Sharp hills that looked like they belonged in an oil painting and an azure ocean bluer than the bluest dye framed a winding journey through picturesque town after picturesque town. Here was an olive grove and vineyard; there was a herd of sheep being tended by shepherds. It all seemed like a pastoral version of Southern California, at least before humanity arrived. Blasting the likes of Bruno Mars and Snoop Dogg from a stereo that boasted a surprisingly punchy base, one could almost believe this was an American road trip — almost.
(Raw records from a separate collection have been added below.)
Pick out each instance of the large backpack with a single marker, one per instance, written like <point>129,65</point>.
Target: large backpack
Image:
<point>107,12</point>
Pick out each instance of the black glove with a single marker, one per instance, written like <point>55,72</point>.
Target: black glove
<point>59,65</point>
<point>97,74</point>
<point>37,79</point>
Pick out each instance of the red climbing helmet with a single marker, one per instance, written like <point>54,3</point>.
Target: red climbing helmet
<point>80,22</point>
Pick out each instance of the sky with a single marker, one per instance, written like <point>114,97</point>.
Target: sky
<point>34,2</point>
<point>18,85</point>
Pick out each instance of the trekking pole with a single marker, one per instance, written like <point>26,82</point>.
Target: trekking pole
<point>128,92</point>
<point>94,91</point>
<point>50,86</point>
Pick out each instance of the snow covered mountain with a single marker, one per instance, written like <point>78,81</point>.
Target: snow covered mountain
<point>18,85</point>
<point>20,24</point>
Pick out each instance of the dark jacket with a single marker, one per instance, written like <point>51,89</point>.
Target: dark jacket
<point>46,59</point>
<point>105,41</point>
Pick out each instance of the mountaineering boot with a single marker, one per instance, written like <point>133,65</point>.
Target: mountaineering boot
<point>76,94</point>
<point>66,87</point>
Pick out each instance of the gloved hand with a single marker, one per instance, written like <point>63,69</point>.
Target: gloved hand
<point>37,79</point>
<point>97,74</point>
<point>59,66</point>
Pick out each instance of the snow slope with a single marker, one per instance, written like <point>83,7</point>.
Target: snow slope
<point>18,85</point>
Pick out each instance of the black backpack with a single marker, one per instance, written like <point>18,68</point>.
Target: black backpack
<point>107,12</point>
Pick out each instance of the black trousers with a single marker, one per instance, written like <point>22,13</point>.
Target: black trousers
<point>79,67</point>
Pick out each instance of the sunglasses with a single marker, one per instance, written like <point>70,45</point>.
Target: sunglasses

It was our destination that gave it away. Zigzagging up a switchback road with heart-stopping drop-offs that put even the most terrifying rollercoasters to shame, we arrived at Erice, an area with a history going back to at least 460 BC.

“You come here to be here,” locals say of the walled town that crowns an imposing mountain 2,400 feet (730 meters) above the port city of Trapani. Simply being there, so to speak, is certainly a bucket-list experience. A mist-shrouded world cowled in gray stone, the narrow, winding cobbled streets and alleys of Erice that cut between houses, churches, and courtyard walls ensure one can quickly become lost both geographically and chronologically. Those stones, worn smooth by centuries of foot traffic, tell a story that makes the ancient town — at various times occupied by the Greeks, Carthaginians, Phoenicians, Romans, Arabs and Normans — among the most underrated in all of Europe. It was well-known throughout the Mediterranean in ancient times as a center of cult activity, where townspeople worshipped the goddess Venus at a now-ruined temple that at the time was among the largest in the region. In On the Nature of Animals, Aelian writes that animals chosen for sacrifice would voluntarily walk to the altar to be slaughtered.